2) Weird Stuff on Bankruptcies

His idea of bankruptcies is slightly off; bankruptcy is not a state, identifiable by simple accounting measures. As long as there are investors willing to put more money into a loss-producing venture (or creditors willing to lend to a debtor state) bankruptcy will not occur. Bankruptcy is not a state, it’s a decision. What Varoufakis refers to when he says that Greek was bankrupt in 2010 is that its finances were unsustainable given current growth; debt levels were growing faster than GDP and there was no means to repay it. This is, of course, not true. There are many ways to solve the Greek debt crisis, but it so happens that the options that would solve it are politically and ideologically unthinkable from leading politicians and anti-austerity economists. Let markets and individuals play out, stop regulating everything from health to working conditions, and taxing us to death. After all, the insight that markets and individuals left alone yields prosperity is hardly new (Easterly), neither among economists nor historians (McCloskey).

3) Solutions

Varoufakis made clear that he is reluctant for Greece to leave the euro – not only for the debt-deflation issues that it will cause, but for the practical problems of replacing one currency with another (stamping now-foreign currency of euro to serve as drachma, the great imbalances between people who managed to get their euros out of the banks and those who didn’t, the production period it would take for the new currency to be freely available etc).

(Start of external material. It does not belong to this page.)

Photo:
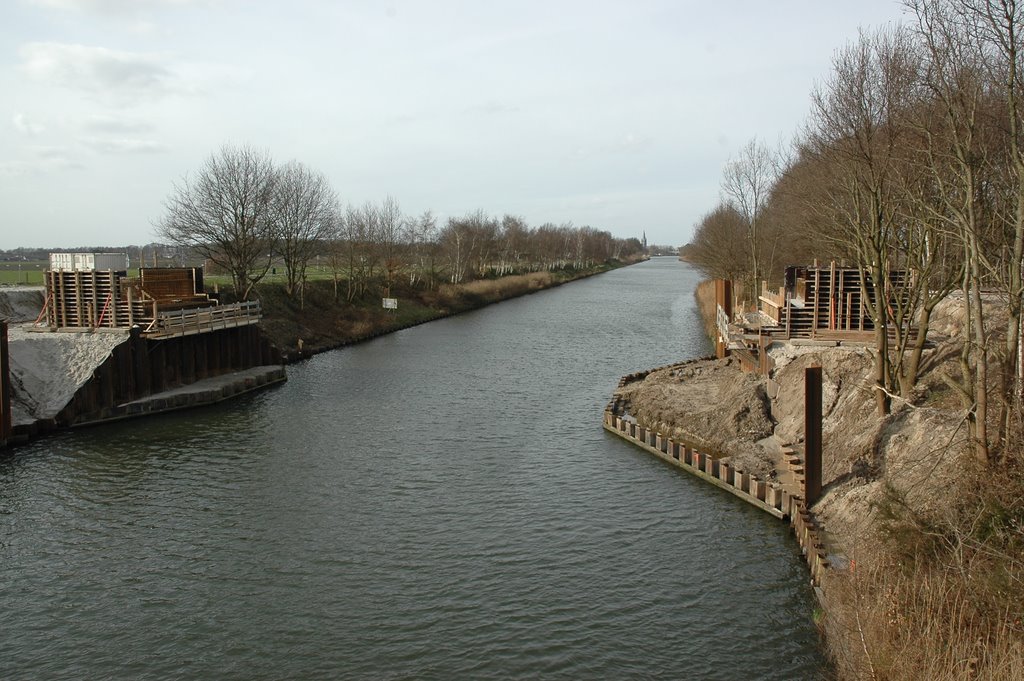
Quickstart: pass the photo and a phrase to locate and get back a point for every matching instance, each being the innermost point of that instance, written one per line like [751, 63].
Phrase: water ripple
[437, 504]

Instead, his solution was to democratise the European Union, suggesting a fiscal union to overcome the difficulties of a non-integrated monetary union (see OCA literature or even Krugman). EU is apparently not transparent enough, it is ruled by corporate interests and the political class keep power for themselves. Sure, that’s a premise a lot of people accept – but do you really think creating a much bigger political power source would solve the issue of having politicians run the show for their own interests? Hardly. If your problem is power-and-money-hungry politicians, you want to decentralize power and decision-making. Not centralize it.

Overall, I'm happy to have seen Dr. Varoufakis in person, having listened to his amusing stories of recent events and learned more about his take on things. That they're horribly wrong doesn't mean there are no valuable things to learn from him.